BOLTON MP Yasmin Qureshi has called for an end what she calls Britain’s ‘secret wars’.

Writing in the New Statesman, the Bolton South East MP said she feels the country is still in the ‘dark ages’ when it comes to the transparency of what our special forces are doing abroad.

She said: “There have been numerous media reports about UK special forces operating around the world, but never any official confirmation from the government.

“In March a leaked memo from Jordan suggested the SAS has been operating in Libya since the beginning of this year, but Foreign Secretary Phillip Hammond has only admitted 'military advisers' are present. Despite the government’s chicanery, it seems that UK forces are involved in a sustained military intervention there.
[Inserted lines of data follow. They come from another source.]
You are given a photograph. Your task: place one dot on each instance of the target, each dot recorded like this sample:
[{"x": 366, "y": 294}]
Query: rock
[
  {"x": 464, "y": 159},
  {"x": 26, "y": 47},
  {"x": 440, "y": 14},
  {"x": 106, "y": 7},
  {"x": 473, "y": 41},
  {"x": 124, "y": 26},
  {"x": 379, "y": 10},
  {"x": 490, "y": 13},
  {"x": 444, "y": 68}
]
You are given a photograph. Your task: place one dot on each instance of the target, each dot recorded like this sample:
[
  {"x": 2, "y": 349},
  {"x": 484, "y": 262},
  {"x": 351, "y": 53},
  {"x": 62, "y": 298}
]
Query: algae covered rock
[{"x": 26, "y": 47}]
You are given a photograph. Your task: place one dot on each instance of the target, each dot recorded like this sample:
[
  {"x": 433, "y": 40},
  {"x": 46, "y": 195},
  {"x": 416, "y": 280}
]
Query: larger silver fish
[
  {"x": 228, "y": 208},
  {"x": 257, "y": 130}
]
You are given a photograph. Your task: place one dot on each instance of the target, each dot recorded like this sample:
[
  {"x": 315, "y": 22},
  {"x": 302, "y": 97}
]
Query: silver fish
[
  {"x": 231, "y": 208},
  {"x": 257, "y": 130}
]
“When the Prime Minister wanted to carry out airstrikes in Iraq and Syria, he came to Parliament and openly made his case.
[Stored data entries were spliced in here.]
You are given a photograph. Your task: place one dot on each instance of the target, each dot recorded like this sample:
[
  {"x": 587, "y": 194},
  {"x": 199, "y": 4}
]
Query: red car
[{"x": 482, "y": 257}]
"Yet when it comes to special forces there is barely an official comment. I’ve spent the past few months on the Foreign Affairs Committee trying to interrogate the government about this, but to no avail.

“We’re not talking about the kind of hostage rescue missions and other quick deployments that the SAS is famous for. We’re talking about long-term missions, including in places where there has been no debate about a decision to go to war.
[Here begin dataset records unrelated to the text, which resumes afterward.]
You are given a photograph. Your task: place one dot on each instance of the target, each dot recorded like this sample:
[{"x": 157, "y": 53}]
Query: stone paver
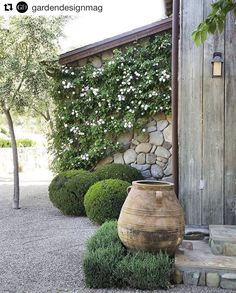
[{"x": 40, "y": 249}]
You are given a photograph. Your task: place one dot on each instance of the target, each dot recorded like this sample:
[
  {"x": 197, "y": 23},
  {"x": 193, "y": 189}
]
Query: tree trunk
[{"x": 16, "y": 195}]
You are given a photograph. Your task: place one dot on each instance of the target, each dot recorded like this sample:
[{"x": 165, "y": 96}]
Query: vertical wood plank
[
  {"x": 230, "y": 121},
  {"x": 213, "y": 133},
  {"x": 190, "y": 112}
]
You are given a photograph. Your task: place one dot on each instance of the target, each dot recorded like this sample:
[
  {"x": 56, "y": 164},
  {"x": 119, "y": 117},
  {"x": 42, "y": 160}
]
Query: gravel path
[{"x": 40, "y": 249}]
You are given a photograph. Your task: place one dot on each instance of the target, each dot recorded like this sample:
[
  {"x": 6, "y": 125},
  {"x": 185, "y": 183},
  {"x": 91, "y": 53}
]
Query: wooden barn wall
[{"x": 207, "y": 121}]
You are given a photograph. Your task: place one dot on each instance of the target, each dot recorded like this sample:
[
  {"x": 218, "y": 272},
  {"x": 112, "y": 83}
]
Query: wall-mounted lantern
[{"x": 217, "y": 65}]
“Following the wars in Iraq and Afghanistan, the intervention in Libya in 2011 and the failed Syria intervention vote in 2013, the government knows how unpopular war has become.

“And so special forces are increasingly being used to get around this problem, acting as a substitute for a conventional deployment that would attract public scrutiny. Libya is a clear example of this – a creeping intervention carried out by the backdoor.”

The Labour MP believes any decisions to go to war should be subject to “full public debate and parliamentary scrutiny” regardless of the method being used.

She says the first step should be to strengthen and expand the convention that means the use of military force should be subject to a debate in the commons — a convention she believes is under threat from the current Tory government.

She added: “Public scepticism on war cannot simply be sidestepped.

“If the government feels it needs to use military force, it must go to the public and win the argument.

“Not only because it is the democratic and transparent thing to do, but because a war that lacks legitimacy can be lost at home to a critical public just as easily as it can to the enemy abroad.”